The next big thing in gaming is the rise of eSports. eSports used to be a passtime but now eSports is competing with mainstream sports like the NBA. Competitors are filling stadiums and other venues, creating stars, and have huge prize pools. Some tournaments have had first place prizes of up to $1,000,000. So, like any other mainstream sports companies started sponsoring teams to compete in leagues or tournaments. The companies give them money to recruit the best players and coaches and when they win everyone sees their logo and knows about that company. Another way companies are getting into esports is by sponsoring the events themselves. This works a lot like the Super Bowl. A company pays to be the sponsor so like bud light beer. Pepsi was the first company to do this. They ended up sponsored the Rocket League Championship Series. Soon after Master-Card did a multimillion-dollar multiyear contract and sponsorship with League of Legends.

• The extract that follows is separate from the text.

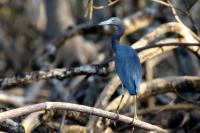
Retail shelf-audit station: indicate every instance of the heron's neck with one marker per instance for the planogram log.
(116, 36)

Finally, we have to talk about YouTube. A YouTube channel can allow the streamer to have an editor chop up parts of the stream and upload it to YouTube for anyone who couldn’t make it to the stream to watch. YouTube is the third most visited site in the world with lots of ads in it already. Streamers and companies have the ability to choose where and what ads to show on each channel, which allows companies in charge of the advertisements to be able to pinpoint the audience they are trying to reach. According to the study done by Milad Dehghani, doing this will not only allow you to reach the audience you would like but will allow you to get a greater response from that audience. The numbers do not move much from the mean but every little bit counts.
Dehghani, M., Niaki, M., Ramezani, I., & Sali, R. (2016, February 11). Evaluating the influence of YouTube advertising for attraction of young customers. Retrieved November 19, 2020, from http://www.sciencedirect.com/science/article/pii/S0747563216300450?casa_token=A2bd-Dl_yMAAAAAA%3AswaaO20kL3a70FH5K_1FyJP62tc1MZn1fzQHynohBTGAgRw4brHoL-wmTIU-YfL8lXmivV7nyAU.
Food, T. (2020, July 10). Twitch marketing: A world of advertising opportunities. Retrieved November 19, 2020, from https://brand24.com/blog/twitch-marketing/
Menz, H. (2020, June 10). What the Rise of eSports Means for Brands. Retrieved November 19, 2020, from www.thedrum.com/opinion/2020/06/10/what-the-rise-esports-means-brands.